739.8
‘Kałboj' or ‘Sanitary Management Assistant'? Precarious Work at the Bottom of the Occupational Ladder

Friday, July 18, 2014: 6:15 PM
Room: 315
Oral Presentation
Stef ADRIAENSSENS , Faculty of Economics and Business, KU Leuven, Brussels, Belgium
Some see an increasing polarization between attractive jobs and jobs at the bottom in Western labour markets. Indeed, there is evidence that jobs that fall between the two extremes, have become less important in recent decades. Some juxtapose interesting jobs with a corresponding salary, job security, prestige, career opportunities and attractive working conditions against precarious jobs where people are expected to work in flexible work schedules with little chance to develop skills, all that in return for a low salary. Some denote these bad jobs as 'precarious'.

What is missing in this literature, is a reliable job level empirical approach of the growing numbers of workers in the precariat.

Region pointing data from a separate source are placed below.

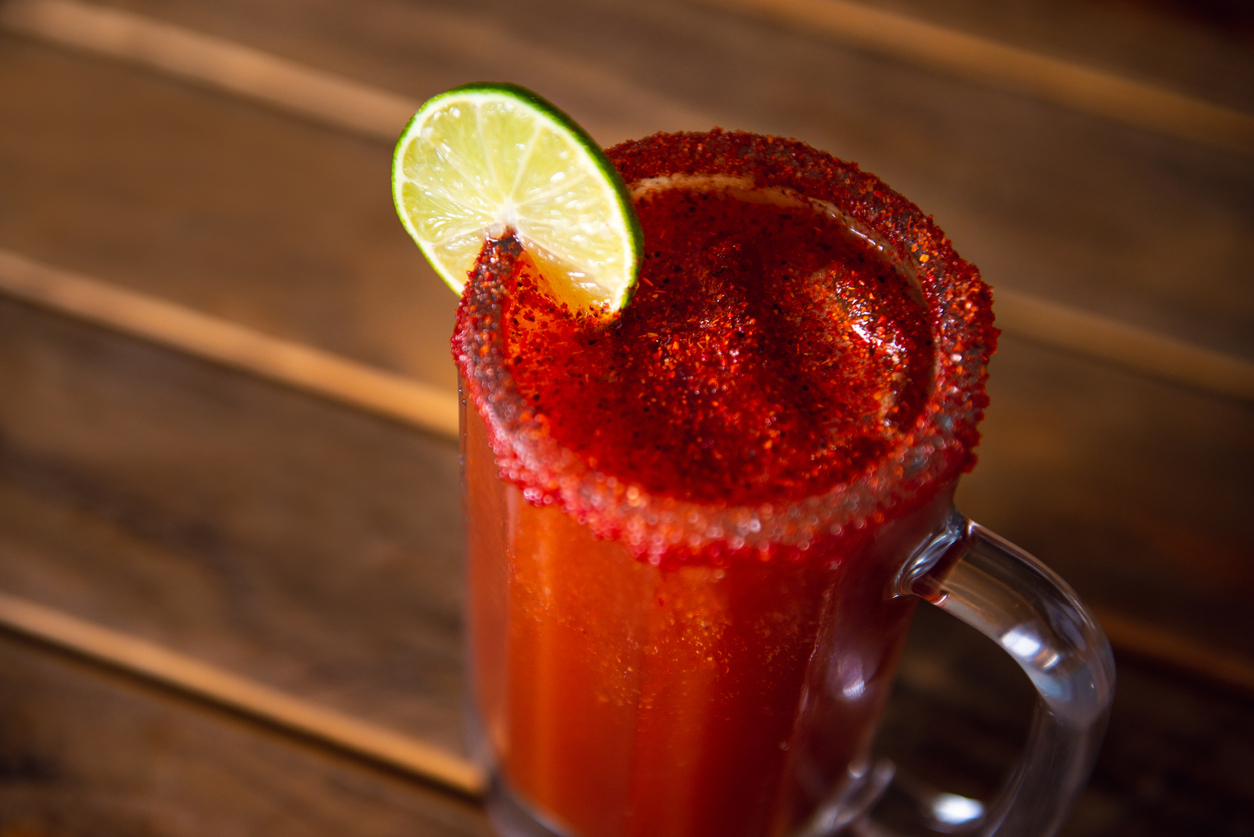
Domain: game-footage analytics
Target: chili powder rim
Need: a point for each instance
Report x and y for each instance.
(933, 451)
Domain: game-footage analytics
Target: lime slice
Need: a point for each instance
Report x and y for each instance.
(483, 158)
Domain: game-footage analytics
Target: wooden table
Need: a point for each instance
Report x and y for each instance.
(225, 382)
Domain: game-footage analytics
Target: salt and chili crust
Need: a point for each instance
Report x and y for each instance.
(666, 531)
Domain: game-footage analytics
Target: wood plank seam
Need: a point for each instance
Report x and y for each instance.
(215, 63)
(434, 409)
(1000, 65)
(335, 101)
(292, 364)
(223, 688)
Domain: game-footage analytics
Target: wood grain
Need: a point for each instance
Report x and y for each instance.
(217, 340)
(987, 62)
(212, 62)
(233, 692)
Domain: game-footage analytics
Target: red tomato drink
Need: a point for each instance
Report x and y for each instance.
(686, 522)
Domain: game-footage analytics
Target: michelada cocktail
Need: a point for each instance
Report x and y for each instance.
(696, 520)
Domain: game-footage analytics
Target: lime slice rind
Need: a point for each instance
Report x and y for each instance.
(484, 157)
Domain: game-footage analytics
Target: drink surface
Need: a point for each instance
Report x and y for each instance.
(769, 353)
(633, 677)
(805, 355)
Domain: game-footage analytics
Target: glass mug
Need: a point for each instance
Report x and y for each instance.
(617, 694)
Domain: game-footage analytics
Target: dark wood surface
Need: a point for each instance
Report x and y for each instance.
(316, 549)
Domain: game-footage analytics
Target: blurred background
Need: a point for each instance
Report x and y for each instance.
(228, 468)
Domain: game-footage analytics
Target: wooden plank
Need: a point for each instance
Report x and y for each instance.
(90, 751)
(228, 689)
(222, 341)
(988, 62)
(1124, 345)
(433, 409)
(216, 63)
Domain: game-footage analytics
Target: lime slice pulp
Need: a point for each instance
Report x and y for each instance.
(483, 158)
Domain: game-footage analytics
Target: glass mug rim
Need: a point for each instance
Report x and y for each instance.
(929, 454)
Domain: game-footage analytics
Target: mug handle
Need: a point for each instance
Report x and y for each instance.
(1037, 619)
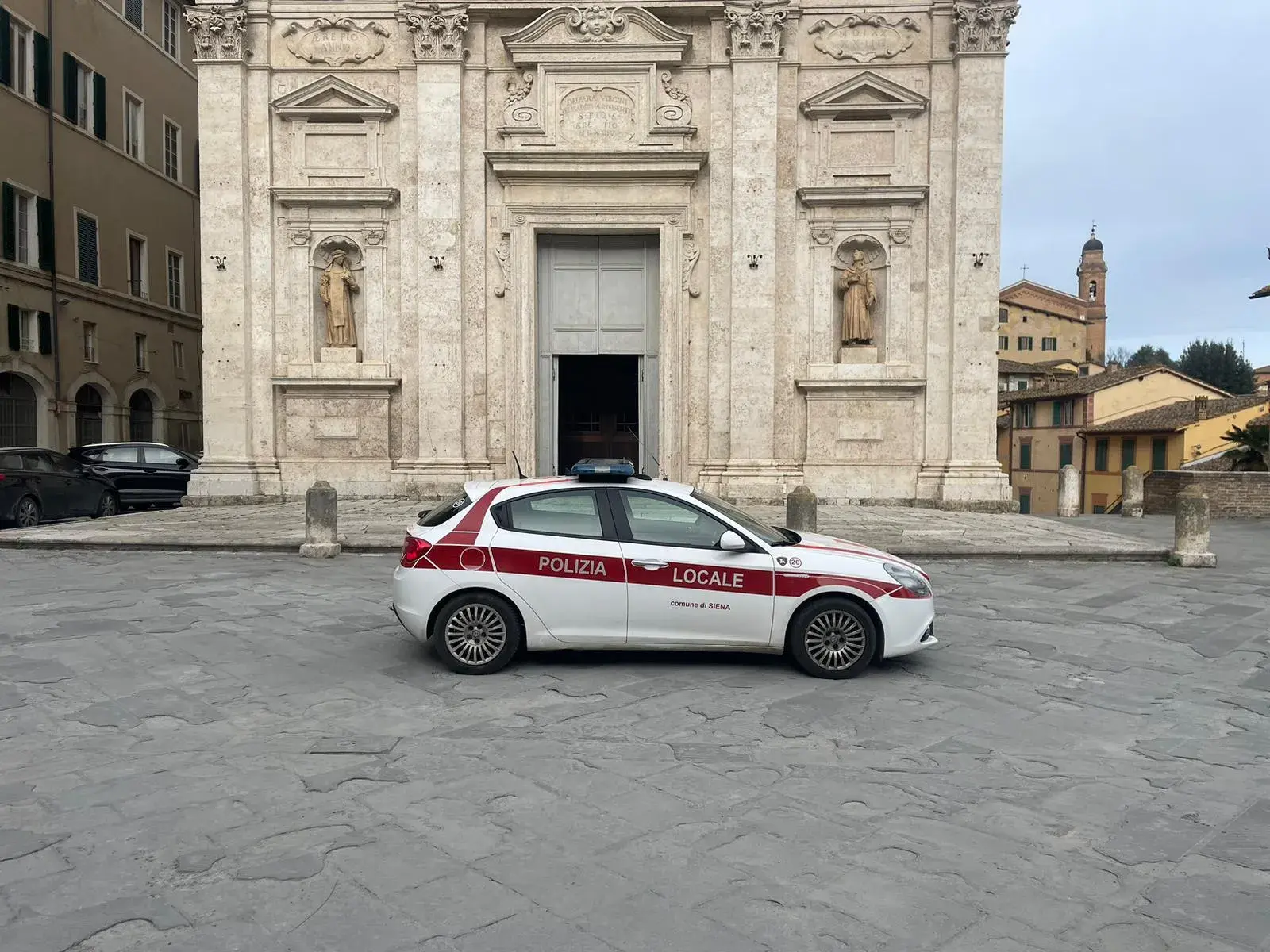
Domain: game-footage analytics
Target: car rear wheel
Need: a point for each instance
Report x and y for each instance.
(25, 514)
(833, 638)
(476, 634)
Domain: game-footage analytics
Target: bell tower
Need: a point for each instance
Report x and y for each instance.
(1092, 276)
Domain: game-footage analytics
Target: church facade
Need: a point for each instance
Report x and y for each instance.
(749, 244)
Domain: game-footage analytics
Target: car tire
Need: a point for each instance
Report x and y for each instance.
(25, 514)
(833, 638)
(107, 507)
(476, 632)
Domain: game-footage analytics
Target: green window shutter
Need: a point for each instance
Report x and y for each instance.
(44, 225)
(6, 48)
(10, 222)
(44, 71)
(70, 86)
(99, 105)
(46, 333)
(14, 328)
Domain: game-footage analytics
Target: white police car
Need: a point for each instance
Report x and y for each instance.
(605, 559)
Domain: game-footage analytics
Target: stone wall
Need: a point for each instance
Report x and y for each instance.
(1230, 494)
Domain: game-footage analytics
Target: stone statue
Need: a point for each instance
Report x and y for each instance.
(338, 287)
(859, 296)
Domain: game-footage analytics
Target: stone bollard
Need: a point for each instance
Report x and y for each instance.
(1191, 531)
(1068, 493)
(800, 509)
(321, 539)
(1130, 493)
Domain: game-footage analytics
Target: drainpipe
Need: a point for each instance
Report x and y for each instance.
(52, 258)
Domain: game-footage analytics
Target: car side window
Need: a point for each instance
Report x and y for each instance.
(660, 520)
(121, 455)
(162, 456)
(572, 513)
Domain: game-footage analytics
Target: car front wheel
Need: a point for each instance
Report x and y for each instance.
(476, 634)
(833, 638)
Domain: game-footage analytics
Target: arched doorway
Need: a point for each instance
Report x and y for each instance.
(18, 406)
(88, 416)
(141, 418)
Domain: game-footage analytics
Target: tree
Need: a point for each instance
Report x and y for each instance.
(1217, 365)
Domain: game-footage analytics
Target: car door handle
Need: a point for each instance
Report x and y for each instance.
(651, 564)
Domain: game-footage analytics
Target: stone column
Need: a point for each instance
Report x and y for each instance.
(960, 466)
(230, 469)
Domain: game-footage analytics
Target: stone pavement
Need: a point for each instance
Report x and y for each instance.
(379, 526)
(213, 752)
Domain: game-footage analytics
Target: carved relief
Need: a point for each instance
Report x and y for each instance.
(596, 25)
(983, 25)
(597, 116)
(438, 33)
(679, 112)
(336, 42)
(756, 29)
(865, 38)
(217, 32)
(691, 254)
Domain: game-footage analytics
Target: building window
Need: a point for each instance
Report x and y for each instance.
(171, 29)
(139, 283)
(133, 127)
(1128, 454)
(175, 281)
(171, 150)
(86, 249)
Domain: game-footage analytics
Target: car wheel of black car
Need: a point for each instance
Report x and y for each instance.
(25, 514)
(108, 507)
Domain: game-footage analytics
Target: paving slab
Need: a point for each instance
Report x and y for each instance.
(379, 526)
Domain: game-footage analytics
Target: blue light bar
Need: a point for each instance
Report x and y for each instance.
(614, 470)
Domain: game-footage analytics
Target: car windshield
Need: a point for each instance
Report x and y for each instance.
(768, 533)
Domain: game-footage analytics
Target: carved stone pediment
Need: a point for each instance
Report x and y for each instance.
(333, 97)
(595, 33)
(865, 95)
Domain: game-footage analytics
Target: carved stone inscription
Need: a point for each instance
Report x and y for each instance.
(597, 117)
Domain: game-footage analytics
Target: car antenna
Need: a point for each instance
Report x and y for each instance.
(641, 442)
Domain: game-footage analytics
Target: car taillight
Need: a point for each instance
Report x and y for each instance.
(413, 551)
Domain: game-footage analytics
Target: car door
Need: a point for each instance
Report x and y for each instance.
(559, 552)
(165, 474)
(683, 588)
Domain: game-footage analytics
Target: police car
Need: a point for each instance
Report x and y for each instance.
(605, 559)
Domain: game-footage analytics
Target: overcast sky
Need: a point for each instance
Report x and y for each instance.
(1153, 118)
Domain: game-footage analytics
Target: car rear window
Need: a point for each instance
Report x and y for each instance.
(446, 511)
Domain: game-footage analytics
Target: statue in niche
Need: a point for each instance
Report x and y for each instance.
(337, 289)
(859, 298)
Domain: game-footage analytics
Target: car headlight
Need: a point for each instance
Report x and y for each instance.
(914, 583)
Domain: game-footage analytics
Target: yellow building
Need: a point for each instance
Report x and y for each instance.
(1041, 431)
(1038, 324)
(1164, 438)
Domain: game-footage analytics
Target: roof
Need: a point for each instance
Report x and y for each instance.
(1080, 386)
(1174, 416)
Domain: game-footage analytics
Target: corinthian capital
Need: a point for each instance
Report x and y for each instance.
(756, 29)
(983, 25)
(438, 31)
(217, 31)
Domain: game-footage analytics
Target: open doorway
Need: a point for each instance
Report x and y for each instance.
(598, 408)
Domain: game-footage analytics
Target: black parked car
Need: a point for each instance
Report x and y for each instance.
(144, 474)
(41, 484)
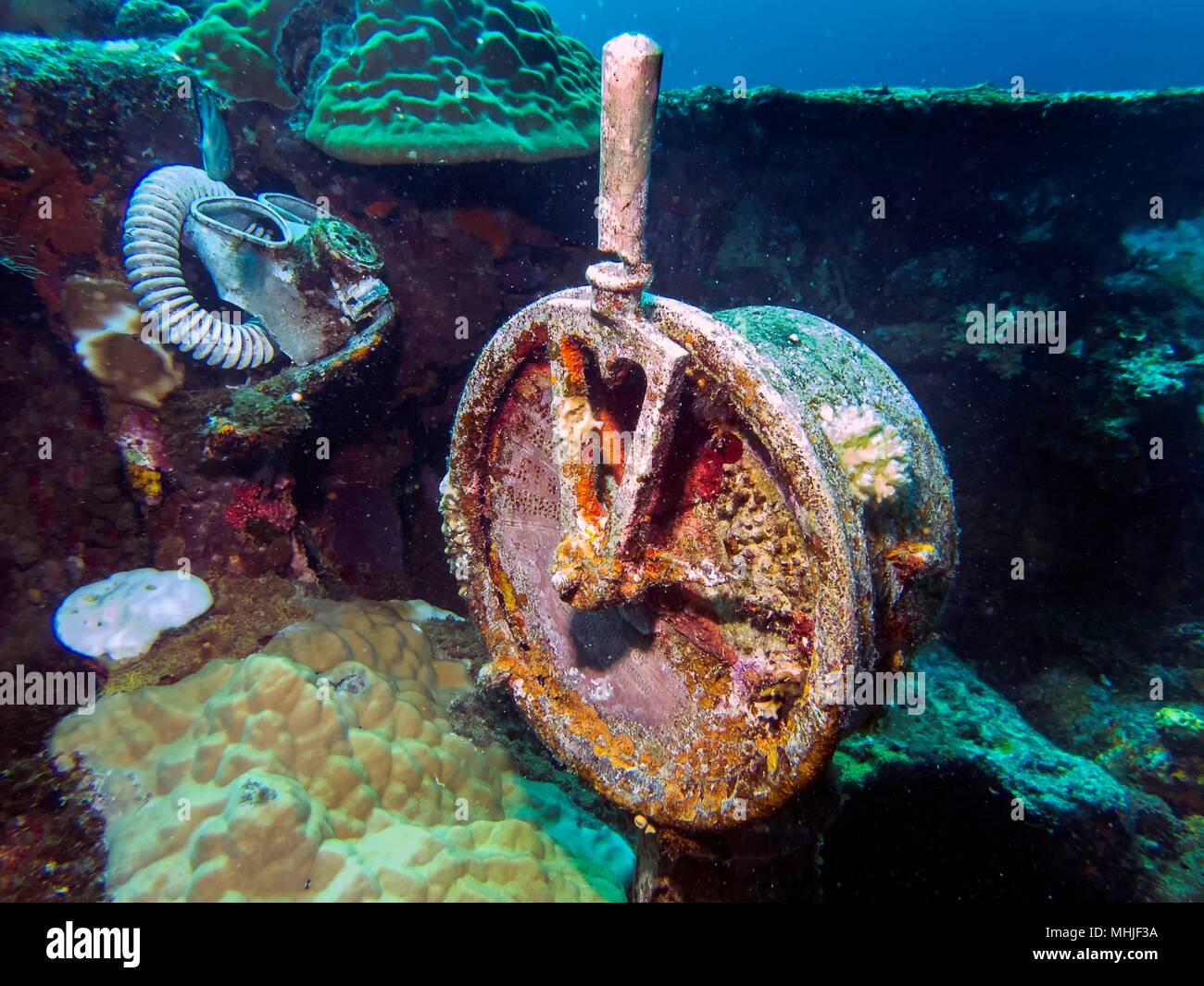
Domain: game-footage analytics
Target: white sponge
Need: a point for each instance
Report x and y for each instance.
(124, 614)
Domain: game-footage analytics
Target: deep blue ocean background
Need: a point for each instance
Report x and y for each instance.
(1056, 44)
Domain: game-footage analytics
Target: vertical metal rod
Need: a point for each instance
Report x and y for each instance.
(631, 82)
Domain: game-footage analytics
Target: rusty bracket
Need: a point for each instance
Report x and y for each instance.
(595, 565)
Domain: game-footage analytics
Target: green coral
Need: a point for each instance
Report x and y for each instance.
(233, 49)
(413, 81)
(12, 259)
(442, 83)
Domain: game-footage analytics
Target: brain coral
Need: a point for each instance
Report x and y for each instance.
(444, 82)
(233, 48)
(414, 81)
(320, 769)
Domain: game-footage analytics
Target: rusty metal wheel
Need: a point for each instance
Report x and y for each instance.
(681, 532)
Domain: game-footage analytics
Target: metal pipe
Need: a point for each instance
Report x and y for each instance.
(631, 81)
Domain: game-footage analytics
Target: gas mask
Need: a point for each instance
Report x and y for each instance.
(297, 279)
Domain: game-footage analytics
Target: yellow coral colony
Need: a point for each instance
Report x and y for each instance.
(320, 769)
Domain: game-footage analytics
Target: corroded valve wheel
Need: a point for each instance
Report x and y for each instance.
(675, 529)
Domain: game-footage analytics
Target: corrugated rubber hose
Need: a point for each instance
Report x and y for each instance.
(155, 223)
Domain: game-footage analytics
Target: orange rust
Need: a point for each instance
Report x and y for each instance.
(572, 357)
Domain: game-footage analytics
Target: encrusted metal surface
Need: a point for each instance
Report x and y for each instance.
(673, 528)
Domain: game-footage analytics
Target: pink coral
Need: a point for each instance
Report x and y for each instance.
(260, 511)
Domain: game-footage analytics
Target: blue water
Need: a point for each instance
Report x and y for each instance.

This contribution reports of a research into an previously neglected occupation: lavatory attendants. Their job is likely to exist of low paid and flexible work with limited social protection, low employability and non-existing prospects of a career. There is a stark parallel between the lack of social-scientific interest and the apparent social unease about this job. For instance, the Polish  ‘kałboj’ contaminates the Polish word for a lavatory attendant with phonetics for excrements (‘kał’). Other terms cloak the job in vague terms (the ‘sanitary management assistant’).

With the help of standardized questionnaires and in-depth interviews taken from a sample of these workers in Belgian cities, we document the score of lavatory attendants on precarity, job status, access to collective bargaining and social benefits, income, skill utilization and job strains. Also, because agency and self-assessment is so important to understand processes of polarization and precarization, toilet attendants are asked what they see as the main problems of their jobs and status. The results of this survey allow us to partially evaluate the effects of the Belgian flexicurity policy, aiming to provide workers with social security while allowing for flexible labour market policy.